Kirby quickly established himself as a lawyer. He moved from Chickasaw County, Iowa to Sioux Falls in the Dakota Territory, arriving on June 28, 1886. He worked on farms along the way for a meal and a bed. He was admitted to practice in the Dakota Territory on November 12, 1886. He hoped to work at the Bailey and Davis law firm but couldn't get in, so he went to work for a farmer near Montrose for the summer. In the fall he joined the firm. Two years later, in 1888, he opened his own firm on the northwest corner at 9th and Phillips in downtown Sioux Falls.

The 6'3" Kirby had a reputation as a hard working advocate.

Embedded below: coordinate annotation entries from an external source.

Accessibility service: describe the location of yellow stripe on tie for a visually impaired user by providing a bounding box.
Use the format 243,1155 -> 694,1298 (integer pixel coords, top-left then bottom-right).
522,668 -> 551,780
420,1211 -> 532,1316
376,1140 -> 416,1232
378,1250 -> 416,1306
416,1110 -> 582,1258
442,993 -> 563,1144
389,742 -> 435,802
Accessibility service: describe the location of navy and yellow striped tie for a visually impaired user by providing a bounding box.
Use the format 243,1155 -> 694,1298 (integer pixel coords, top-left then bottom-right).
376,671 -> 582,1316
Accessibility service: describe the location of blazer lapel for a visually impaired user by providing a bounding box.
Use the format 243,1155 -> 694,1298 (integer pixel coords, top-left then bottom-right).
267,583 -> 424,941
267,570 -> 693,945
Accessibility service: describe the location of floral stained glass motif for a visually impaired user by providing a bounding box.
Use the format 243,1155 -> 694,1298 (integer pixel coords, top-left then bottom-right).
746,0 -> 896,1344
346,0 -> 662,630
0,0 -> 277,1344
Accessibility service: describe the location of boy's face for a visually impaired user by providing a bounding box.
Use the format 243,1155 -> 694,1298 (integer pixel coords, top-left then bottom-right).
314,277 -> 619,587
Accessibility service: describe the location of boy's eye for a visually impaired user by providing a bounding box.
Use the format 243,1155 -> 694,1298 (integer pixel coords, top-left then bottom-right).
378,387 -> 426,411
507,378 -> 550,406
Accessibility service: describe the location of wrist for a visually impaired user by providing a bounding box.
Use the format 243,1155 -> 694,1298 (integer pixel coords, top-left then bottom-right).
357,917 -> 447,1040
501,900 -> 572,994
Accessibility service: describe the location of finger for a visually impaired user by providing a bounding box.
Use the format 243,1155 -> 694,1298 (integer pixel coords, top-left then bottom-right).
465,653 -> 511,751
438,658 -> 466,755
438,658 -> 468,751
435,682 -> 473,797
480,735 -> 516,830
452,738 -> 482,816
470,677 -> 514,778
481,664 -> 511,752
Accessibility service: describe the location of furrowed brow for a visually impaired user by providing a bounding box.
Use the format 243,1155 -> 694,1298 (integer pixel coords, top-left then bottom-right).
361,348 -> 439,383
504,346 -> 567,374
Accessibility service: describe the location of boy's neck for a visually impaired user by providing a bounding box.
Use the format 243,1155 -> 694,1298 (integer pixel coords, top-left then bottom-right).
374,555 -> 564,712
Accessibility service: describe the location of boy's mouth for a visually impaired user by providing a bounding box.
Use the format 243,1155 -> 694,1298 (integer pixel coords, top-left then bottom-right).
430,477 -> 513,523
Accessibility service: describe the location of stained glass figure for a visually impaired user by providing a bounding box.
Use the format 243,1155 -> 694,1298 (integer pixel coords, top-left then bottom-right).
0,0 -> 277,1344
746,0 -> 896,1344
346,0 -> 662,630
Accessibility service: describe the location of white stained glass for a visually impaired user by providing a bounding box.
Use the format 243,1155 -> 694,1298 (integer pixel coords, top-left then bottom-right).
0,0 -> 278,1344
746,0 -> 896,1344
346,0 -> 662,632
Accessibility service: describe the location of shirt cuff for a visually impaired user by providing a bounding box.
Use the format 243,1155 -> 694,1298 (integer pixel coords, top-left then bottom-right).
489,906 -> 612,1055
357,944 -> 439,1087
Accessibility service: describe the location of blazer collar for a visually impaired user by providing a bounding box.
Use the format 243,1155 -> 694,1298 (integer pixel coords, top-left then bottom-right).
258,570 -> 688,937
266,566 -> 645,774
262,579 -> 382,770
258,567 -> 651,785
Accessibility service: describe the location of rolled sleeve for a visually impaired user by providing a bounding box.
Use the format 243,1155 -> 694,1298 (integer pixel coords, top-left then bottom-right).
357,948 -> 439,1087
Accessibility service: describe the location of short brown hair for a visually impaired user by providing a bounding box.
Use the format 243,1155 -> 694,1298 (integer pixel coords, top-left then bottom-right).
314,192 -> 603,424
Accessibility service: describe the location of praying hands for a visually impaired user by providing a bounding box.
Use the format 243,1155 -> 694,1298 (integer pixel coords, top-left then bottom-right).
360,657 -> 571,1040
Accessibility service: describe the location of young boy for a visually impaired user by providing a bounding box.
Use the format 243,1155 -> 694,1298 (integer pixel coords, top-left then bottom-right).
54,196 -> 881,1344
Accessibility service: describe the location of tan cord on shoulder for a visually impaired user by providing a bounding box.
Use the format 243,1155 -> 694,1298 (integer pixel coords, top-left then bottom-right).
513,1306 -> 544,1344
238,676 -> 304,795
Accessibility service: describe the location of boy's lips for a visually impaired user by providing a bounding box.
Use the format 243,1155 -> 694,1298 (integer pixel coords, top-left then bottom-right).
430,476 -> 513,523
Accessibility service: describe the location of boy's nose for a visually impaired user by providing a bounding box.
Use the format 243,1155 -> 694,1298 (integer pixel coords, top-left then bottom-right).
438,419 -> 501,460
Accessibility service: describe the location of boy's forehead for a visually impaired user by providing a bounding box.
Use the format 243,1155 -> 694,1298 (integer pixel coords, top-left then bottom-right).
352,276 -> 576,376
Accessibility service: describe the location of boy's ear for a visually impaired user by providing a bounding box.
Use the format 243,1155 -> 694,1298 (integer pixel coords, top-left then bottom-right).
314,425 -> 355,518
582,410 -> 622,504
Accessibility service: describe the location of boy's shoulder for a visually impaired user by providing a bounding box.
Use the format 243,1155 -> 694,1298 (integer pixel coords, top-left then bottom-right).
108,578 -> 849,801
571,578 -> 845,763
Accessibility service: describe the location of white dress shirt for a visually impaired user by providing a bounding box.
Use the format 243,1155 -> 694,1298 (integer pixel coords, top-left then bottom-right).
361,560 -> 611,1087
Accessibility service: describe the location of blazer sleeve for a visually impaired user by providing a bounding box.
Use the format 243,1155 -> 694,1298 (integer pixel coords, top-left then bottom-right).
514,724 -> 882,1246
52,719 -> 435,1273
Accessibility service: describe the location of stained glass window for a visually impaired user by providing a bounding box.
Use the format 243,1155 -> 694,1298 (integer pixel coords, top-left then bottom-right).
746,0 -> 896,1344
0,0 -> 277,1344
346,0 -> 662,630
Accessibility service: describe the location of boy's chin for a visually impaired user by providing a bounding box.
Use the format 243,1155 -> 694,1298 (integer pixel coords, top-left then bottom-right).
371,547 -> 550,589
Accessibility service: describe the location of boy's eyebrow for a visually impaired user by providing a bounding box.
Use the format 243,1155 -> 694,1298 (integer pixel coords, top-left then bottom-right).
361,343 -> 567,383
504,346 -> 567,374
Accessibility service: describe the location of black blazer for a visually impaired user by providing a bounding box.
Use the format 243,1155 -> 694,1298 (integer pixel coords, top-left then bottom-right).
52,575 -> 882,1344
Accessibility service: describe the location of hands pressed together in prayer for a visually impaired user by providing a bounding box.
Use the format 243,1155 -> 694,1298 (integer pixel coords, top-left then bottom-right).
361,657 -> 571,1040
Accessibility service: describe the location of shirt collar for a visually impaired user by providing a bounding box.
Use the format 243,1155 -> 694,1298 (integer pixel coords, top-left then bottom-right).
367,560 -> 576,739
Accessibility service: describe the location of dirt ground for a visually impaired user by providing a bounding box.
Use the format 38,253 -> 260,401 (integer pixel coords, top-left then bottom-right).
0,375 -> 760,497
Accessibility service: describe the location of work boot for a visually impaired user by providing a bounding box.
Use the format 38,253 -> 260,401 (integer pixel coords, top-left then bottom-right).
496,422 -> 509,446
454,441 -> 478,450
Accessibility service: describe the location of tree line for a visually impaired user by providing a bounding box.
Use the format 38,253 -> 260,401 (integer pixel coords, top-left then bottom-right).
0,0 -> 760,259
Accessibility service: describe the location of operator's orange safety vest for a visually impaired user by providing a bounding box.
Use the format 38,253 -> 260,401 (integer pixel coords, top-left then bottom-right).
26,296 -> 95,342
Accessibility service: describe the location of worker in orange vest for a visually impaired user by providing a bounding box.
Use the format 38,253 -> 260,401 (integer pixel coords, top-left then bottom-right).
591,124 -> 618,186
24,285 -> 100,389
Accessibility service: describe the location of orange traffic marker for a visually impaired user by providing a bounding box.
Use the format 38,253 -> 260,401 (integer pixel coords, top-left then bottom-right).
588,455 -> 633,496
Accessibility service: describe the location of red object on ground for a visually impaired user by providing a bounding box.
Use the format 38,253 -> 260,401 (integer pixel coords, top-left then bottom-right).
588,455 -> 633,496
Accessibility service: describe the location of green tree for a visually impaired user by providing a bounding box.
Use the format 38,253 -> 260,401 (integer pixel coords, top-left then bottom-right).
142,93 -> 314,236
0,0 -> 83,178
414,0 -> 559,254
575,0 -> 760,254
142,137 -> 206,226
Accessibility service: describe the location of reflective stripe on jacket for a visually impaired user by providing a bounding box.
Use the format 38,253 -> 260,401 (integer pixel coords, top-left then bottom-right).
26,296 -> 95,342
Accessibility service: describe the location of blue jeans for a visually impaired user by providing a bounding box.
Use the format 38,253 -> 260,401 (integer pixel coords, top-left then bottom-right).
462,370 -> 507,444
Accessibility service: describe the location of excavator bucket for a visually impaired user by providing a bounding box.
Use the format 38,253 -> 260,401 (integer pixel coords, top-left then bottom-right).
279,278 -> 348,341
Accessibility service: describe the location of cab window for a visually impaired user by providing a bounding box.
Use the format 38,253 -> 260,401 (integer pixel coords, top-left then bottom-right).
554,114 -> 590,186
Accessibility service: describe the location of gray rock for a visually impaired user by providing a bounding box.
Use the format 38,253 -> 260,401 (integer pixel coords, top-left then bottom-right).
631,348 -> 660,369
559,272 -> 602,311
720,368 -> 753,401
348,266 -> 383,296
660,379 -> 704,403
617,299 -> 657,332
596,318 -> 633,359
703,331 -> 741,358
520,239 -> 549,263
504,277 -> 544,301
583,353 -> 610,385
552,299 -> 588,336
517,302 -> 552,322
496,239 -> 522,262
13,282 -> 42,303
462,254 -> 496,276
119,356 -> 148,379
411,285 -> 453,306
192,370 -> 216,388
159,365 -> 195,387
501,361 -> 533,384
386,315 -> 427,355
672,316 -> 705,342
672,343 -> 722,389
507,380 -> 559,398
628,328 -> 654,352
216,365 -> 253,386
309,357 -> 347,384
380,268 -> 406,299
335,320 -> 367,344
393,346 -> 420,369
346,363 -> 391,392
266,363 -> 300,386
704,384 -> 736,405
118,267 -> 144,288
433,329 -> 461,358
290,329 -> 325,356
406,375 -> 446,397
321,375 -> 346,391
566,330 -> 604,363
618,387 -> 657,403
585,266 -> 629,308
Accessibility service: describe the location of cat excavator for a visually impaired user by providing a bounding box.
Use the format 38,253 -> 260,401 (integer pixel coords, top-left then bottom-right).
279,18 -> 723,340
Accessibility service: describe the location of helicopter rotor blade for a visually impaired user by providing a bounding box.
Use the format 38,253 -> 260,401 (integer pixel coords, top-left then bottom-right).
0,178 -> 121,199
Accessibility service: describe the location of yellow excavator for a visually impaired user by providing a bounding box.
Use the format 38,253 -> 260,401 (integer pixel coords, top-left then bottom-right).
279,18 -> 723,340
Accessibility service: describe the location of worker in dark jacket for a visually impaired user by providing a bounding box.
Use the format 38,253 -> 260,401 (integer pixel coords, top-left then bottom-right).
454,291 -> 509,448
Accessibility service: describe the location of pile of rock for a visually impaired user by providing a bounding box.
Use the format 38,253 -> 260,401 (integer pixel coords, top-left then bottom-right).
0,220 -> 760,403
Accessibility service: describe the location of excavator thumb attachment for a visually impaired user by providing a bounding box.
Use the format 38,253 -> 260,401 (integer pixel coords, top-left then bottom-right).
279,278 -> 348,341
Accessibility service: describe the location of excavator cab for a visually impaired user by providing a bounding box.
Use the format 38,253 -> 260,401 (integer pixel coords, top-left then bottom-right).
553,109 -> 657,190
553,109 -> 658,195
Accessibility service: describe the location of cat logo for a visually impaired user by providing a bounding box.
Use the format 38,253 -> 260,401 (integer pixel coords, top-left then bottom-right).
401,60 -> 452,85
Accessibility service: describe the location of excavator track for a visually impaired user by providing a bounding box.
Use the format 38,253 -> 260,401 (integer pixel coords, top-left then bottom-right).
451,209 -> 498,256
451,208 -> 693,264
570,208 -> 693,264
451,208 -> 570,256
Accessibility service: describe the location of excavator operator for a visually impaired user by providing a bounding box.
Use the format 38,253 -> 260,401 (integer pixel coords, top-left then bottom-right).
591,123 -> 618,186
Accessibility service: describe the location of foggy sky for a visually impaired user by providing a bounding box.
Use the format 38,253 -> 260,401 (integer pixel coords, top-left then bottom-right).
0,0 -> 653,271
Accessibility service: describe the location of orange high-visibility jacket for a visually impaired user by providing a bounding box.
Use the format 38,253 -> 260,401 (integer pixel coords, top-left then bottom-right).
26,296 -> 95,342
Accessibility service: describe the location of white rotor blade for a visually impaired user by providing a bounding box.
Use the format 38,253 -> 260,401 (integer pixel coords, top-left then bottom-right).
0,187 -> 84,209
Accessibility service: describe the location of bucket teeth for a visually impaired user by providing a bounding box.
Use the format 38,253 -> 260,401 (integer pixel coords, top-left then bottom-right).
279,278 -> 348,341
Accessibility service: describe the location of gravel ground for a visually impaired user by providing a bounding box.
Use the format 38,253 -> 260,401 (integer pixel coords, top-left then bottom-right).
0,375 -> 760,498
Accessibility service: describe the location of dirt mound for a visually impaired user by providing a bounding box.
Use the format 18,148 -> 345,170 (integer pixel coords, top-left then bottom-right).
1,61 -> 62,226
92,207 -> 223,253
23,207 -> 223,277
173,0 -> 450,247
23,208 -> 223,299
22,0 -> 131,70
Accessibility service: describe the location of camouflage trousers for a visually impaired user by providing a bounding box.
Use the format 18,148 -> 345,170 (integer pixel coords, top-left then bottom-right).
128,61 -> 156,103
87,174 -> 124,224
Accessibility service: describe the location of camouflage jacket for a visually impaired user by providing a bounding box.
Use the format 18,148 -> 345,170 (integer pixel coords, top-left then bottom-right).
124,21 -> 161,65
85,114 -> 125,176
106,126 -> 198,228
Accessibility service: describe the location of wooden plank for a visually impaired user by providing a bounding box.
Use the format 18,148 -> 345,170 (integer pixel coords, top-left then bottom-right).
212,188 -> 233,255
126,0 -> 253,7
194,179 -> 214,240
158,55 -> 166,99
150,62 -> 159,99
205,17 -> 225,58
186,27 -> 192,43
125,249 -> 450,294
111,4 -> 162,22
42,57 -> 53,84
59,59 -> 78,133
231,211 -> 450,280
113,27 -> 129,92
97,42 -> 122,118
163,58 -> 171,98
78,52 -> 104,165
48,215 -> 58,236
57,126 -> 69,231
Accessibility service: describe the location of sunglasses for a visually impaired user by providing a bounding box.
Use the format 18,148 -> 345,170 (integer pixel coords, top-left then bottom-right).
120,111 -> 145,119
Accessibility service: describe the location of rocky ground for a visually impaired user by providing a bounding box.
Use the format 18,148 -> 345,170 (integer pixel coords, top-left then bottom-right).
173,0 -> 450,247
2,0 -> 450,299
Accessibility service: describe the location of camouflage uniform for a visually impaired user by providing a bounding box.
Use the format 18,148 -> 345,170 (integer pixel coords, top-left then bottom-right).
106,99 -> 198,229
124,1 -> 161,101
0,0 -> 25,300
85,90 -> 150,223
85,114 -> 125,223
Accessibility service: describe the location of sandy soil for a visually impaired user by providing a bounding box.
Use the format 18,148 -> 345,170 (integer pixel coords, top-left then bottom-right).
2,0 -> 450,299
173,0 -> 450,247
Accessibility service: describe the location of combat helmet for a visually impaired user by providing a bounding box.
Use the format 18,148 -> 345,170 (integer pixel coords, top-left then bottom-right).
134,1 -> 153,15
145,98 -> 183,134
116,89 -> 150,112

According to an 1899 historian, "there is not a more untiring, indefatigable and persistent (right or wrong) lawyer in the city of Sioux Falls." His son, Dan, recalled that, "he was a studious person." With extensive experience handling appeals, he was often brought in by area attorneys to take cases to higher courts. He appeared in front of the state's Supreme Court countless times, and the U.S. Supreme Court at least six times, which is something few attorneys experience. In the Baltzer case, Kirby was the first attorney to present arguments to the US Supreme Court challenging the constitutionality of the Espionage Act of 1917. The importance of that case in the development of First Amendment legal theory in the United States has only recently been discovered by legal scholars.

Kirby provided a sound legal education to many aspiring young men, several of whom became outstanding area lawyers. In the words of his son, Dan, "He probably contributed more to the law in South Dakota than anybody else of his time." The firm served as an important stepping stone for many successful individuals. The list of associates during the firm's most active decades includes several judges, Clare Rodarrick who was later the state's attorney general and the president of the Chicago Northwestern Railroad, Charles A. Christopherson who served in Congress (1919-1933) and William Bulow of Beresford who was the state's 12th governor (1927-1931) and a U. S. Senator (1931-1943). Both Christopherson and Bulow worked for Kirby in 1893.

Joe Kirby married Ella McMahon on February 4, 1891 in Waucoma, Iowa, her home town. They had five children; Patrick, Joe H., Tom, Dan and Alice. All four sons became lawyers. The family lived in a quartzite block home on the south-east corner of 6th and Duluth, just west of downtown Sioux Falls.

Kirby was an entrepreneur who was involved in the creation of numerous businesses, many of which would endure long after his death. He started his own successful law office. He helped found the South Dakota Central Railway which ran between Sioux Falls and Watertown and served as its vice president and attorney. He was a long-time director of the Minnehaha National Bank (now First National Bank in Sioux Falls) starting in 1918 when it was founded. But his most successful commercial creation occurred with the founding of Western Surety Company.

In 1900, Kirby founded a surety bond company to provide the court bonds he and other lawyers needed in connection with the practice of law. The only source of those bonds was a handful of companies on the East Coast and they couldn't provide fast service. He learned about the surety business from fellow passengers on a train while back east attending a hearing at the U.S. Supreme Court. Western Surety Company went on to become an important business in the state and a national leader in the area of small fidelity and surety bonds.

Joe Kirby died at home on February 8, 1926 at age 62. The records show that he had more cases pending before the state Supreme Court than all the other lawyers in the state combined when he died. He was recognized in several South Dakota histories, most recently the 1989 Argus Leader publication South Dakota 99 which profiled "99 people who significantly contributed to South Dakota's history." He was inducted into the South Dakota Hall of Fame in 1993.